Section C — Judgment & Org (9-12)

Q9. When would you decide NOT to migrate at all?

A: Most of the time. A migration, done perfectly, only buys parity, so its real cost is opportunity cost — the features those engineer-years won't ship. So I push the alternatives first: if the problem is "messy code," refactor in place (the mess survives translation anyway); if it's "too slow," profile it (the bottleneck is usually a query, not the language); if it's "we want language X's features," add X for new services at the seams instead of rewriting the working core; if it's "nobody understands it," that's a docs/onboarding gap. I only replace when the language itself is the liability — it's end-of-life, genuinely unhireable, a standing security/compliance risk, or blocking the business in a way no refactor can.

Signals: Defaults to don't migrate, separates language problems from design/perf problems, and frames the cost as opportunity cost. This is the strongest senior signal in the set.


Q10. Staff-level: We have a 1M-line legacy Perl monolith running the core business. Lay out a migration strategy.
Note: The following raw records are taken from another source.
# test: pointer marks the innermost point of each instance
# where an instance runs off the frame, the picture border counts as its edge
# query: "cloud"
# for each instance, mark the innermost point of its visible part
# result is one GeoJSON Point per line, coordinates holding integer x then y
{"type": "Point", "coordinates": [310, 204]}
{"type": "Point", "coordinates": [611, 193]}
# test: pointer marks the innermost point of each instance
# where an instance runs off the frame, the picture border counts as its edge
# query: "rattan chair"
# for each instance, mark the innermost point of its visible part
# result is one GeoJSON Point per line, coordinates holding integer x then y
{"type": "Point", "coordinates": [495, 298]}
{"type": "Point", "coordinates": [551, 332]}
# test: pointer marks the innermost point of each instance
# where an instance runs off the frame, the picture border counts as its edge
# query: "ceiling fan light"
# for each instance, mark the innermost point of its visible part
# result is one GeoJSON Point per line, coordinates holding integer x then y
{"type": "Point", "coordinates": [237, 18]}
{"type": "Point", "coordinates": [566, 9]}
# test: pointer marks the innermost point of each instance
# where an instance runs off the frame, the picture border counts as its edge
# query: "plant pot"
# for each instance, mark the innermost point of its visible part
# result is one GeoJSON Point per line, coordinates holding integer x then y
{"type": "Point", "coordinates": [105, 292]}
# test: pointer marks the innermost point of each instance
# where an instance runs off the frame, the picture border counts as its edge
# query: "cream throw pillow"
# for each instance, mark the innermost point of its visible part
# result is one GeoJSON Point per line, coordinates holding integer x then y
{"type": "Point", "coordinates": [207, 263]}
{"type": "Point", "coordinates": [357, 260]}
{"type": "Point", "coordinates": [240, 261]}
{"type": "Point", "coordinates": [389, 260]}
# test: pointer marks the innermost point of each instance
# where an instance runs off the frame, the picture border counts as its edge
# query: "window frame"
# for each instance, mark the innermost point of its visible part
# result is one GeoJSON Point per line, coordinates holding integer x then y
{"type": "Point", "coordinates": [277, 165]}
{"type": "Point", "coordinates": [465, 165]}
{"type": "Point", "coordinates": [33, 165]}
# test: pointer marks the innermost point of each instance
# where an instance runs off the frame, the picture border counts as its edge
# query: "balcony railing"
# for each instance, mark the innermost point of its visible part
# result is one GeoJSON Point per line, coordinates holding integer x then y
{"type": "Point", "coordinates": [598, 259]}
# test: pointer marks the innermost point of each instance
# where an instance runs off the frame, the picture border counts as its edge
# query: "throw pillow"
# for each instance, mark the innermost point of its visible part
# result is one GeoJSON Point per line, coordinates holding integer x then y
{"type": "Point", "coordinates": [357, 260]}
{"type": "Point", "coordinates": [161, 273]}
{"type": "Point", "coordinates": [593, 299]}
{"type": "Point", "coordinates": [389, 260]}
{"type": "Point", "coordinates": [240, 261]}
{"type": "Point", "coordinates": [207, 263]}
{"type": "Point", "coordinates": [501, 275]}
A: First, I'd challenge the premise: does the language need to change, or just the architecture? If Perl is genuinely the liability — EOL risk, can't hire, security — then:

  • Justify it in business terms and quantify (hiring vacancy + revenue exposure, security/audit risk, compute cost). If I can't, I don't fund it.
  • Strangler fig, never big-bang. Put a facade/gateway in front of the monolith. Carve it into vertical, user-nameable slices (auth, billing, reporting), not technical layers.
  • Sequence by risk and value: low-risk read paths first to build the harness and team confidence; money-touching write paths last. Within each slice, shadow-traffic + diff against Perl, gradual rollout, instant rollback.
  • Data is the hard part — plan it first. Expand/contract schema, dual-write with reconciliation, online backfill. Decide the source of truth for each entity during the cutover window.
  • Organize by embedding, not a quarantined "migration team": the teams that own each domain migrate their slice with a central enablement group providing the facade, diff harness, and paved-road platform.
  • Protect velocity: cap migration at a fraction of capacity so the business keeps shipping; otherwise the program gets defunded at 70% and we run two systems forever.
  • Forcing function: freeze new feature work onto Perl (everything new lands in the target language), set a credible, leadership-backed shutdown date, and track per-team % migrated.
  • Kill criteria up front: if the justification expires, payback moves out of reach, capacity never materializes, or fidelity won't converge, we stop and formalize a hybrid.

The headline: it's a multi-year program, run incrementally so it delivers value and can stop at any point with a working system — not a heroic rewrite with a cutover cliff.

Signals: Operates at program level — business case, org structure (embed vs. quarantine), data-first, forcing functions, kill criteria — while keeping the engineering core (strangler + shadow + rollback) intact. Mentioning capacity-capping and abandonment criteria is staff-grade.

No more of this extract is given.